As it turns out, not all ghosts that possess vacuum cleaners are “useful.” The film’s narrator, an unnamed man played by Wisarut Homhuan who describes himself as an “Academic Ladyboy,” is startled when his vacuum cleaner begins coughing up dust in the middle of the night. This machine is haunted by Krong (Wanlop Rungkumjad), a sexy young man with bad-boy charm. Krong was killed during the Red Shirt massacre and returns as a ghost to tell Nat’s story to the “Academic Ladyboy,” who has the hots for him. “Ghosts are those who don’t give in to death,” says the “Ladyboy,” “their very return is an act of protest.” Touched by the sentiment, Krong makes love to his newly recruited revolutionary in an unforgettable sequence filled with queer sensuality, melancholy, and comedy. As they climax, the “Ladyboy” declares that he will remember Krong, from his death and resistance to his moans of pleasure.
A Useful Ghost’s harmonious interplay of absurdist humour, eroticism, and politics are anchored by its deeply resonant human drama centered on memory and yearning.
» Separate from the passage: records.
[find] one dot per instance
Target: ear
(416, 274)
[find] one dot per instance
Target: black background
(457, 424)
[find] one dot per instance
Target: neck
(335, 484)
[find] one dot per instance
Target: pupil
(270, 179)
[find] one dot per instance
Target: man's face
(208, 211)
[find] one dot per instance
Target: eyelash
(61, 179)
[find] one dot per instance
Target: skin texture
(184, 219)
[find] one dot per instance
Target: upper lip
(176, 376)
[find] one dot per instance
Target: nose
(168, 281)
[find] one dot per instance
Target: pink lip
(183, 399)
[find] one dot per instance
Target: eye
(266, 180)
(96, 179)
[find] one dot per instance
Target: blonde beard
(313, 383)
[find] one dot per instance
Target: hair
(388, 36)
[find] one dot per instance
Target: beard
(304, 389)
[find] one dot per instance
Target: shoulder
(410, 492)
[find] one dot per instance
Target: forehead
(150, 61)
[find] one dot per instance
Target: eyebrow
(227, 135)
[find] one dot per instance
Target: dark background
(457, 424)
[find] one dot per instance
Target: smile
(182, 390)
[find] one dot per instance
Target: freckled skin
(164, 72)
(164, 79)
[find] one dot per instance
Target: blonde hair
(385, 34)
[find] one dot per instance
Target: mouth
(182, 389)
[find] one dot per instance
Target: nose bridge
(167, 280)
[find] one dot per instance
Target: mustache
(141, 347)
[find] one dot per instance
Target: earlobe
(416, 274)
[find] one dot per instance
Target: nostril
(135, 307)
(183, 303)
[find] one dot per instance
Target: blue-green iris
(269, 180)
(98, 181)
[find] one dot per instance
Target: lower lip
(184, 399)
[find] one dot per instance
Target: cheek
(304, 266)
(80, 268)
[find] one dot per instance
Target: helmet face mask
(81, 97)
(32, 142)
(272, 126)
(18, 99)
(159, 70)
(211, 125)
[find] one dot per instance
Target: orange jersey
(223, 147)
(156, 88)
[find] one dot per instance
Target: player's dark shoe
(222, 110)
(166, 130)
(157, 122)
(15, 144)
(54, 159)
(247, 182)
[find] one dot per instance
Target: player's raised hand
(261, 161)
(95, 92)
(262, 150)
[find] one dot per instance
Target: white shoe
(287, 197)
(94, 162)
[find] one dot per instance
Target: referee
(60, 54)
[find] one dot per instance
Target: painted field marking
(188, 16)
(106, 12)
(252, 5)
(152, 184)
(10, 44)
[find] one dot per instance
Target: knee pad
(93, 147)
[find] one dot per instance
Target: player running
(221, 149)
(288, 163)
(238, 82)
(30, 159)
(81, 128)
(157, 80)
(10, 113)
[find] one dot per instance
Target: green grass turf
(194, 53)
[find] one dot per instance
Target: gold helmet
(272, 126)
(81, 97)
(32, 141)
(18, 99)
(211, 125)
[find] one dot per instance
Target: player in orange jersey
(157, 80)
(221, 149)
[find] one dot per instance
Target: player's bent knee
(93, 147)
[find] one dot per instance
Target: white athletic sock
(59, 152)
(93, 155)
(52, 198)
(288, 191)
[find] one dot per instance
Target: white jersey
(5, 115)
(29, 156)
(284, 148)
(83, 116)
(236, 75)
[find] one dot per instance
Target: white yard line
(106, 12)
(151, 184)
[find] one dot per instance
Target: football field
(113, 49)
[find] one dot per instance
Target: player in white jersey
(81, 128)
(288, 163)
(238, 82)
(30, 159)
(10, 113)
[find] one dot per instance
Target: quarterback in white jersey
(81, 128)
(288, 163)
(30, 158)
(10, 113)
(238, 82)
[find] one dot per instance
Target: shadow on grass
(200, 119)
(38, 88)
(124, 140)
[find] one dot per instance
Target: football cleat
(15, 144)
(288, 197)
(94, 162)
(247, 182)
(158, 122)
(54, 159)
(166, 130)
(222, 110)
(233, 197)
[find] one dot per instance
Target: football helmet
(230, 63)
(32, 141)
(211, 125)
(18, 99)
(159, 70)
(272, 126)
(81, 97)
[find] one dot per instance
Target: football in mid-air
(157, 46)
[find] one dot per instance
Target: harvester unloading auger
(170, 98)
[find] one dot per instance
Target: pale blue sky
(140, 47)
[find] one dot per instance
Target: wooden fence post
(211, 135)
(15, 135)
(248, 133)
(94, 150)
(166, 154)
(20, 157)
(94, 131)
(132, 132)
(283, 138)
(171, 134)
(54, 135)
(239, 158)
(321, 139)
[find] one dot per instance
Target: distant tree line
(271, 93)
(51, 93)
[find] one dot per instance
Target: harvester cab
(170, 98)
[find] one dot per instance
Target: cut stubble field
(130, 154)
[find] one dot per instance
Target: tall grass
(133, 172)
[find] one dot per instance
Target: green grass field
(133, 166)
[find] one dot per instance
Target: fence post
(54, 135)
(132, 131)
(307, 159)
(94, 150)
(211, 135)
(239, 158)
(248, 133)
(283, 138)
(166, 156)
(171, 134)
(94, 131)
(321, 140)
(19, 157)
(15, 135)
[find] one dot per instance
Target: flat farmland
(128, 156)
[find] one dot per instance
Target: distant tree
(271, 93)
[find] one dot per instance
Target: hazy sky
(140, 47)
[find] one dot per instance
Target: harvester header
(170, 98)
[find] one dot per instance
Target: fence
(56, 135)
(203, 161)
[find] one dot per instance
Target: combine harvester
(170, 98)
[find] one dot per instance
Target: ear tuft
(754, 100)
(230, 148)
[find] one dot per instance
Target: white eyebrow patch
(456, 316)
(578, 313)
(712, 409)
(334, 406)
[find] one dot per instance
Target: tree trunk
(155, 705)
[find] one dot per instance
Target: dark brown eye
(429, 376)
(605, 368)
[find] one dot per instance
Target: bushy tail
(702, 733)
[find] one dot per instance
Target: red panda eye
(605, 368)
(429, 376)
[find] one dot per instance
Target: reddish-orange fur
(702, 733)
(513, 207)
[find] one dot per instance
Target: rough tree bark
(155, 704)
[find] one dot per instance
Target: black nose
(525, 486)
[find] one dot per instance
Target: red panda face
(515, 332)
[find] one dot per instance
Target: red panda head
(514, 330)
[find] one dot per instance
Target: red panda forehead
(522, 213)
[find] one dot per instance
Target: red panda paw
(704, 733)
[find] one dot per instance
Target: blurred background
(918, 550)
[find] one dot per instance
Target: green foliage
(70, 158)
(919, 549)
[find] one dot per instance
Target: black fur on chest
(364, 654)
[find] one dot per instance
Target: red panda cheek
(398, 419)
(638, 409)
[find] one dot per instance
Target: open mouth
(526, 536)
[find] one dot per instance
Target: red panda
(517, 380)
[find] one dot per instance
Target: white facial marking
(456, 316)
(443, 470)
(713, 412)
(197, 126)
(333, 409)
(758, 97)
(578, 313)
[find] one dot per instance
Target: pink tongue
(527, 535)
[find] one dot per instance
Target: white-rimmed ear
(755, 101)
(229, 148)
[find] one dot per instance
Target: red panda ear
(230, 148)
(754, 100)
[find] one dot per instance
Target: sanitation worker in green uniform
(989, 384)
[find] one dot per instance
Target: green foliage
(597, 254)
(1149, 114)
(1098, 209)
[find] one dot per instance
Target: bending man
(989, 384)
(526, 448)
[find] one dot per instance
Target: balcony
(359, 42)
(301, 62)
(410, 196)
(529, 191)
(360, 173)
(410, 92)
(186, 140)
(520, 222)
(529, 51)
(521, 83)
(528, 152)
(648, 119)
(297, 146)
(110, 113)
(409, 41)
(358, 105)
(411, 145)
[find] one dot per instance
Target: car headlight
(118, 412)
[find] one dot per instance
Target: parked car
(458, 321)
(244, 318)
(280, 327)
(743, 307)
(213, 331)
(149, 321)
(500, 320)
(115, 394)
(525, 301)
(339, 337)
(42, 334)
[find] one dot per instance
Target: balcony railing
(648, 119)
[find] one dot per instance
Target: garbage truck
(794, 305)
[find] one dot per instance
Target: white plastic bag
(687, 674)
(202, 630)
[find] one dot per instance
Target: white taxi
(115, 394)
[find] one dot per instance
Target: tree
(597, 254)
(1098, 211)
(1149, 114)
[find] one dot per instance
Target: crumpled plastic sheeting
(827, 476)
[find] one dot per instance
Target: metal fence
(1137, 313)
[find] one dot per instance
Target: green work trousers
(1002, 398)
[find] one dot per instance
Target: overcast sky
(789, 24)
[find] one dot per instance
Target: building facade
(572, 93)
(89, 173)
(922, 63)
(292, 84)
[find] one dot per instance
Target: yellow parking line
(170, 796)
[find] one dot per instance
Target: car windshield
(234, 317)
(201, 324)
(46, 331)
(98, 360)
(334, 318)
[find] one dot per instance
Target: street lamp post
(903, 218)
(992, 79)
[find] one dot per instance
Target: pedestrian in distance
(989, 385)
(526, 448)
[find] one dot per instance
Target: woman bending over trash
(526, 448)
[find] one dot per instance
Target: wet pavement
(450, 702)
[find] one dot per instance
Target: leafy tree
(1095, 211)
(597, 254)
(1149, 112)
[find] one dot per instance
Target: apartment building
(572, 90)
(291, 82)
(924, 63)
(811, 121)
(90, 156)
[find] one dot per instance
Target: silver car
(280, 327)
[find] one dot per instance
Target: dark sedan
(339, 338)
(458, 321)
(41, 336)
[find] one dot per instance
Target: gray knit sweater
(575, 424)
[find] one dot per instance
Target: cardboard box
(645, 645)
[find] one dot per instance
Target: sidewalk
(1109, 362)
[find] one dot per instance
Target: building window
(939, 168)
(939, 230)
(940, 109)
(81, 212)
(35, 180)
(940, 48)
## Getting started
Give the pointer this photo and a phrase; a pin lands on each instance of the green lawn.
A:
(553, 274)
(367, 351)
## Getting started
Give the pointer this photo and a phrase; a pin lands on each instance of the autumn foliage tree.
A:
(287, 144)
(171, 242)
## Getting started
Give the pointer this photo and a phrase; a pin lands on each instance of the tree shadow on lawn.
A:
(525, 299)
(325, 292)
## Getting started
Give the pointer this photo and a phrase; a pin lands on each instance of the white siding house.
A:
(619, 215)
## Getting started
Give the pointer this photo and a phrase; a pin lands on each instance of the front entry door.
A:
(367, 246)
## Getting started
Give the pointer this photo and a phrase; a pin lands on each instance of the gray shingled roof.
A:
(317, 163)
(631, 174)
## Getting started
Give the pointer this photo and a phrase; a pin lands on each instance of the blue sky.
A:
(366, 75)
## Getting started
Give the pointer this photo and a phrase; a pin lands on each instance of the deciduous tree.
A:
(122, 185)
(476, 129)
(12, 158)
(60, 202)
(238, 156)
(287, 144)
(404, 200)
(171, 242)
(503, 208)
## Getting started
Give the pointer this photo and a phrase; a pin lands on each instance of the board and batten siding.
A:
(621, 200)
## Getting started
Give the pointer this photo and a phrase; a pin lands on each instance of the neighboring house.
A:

While opposing Nat’s return to the living, Suman harbors hope that her deceased husband will also come back. Though surrounded by ghosts, Suman’s deepest haunting is her loneliness. Burdened with single motherhood and the forced responsibility of managing the family factory, Suman is further ostracized for her Teochew heritage. “They didn’t want me to raise him,” Suman says, describing how her husband’s family took her son out of fear that he “would not speak standard Thai.” As Teochew-Thai people are increasingly assimilated, the preservation of their dialect and cultural memory becomes more critical, reinforcing the call to remembrance Boonchachoke has meticulously crafted.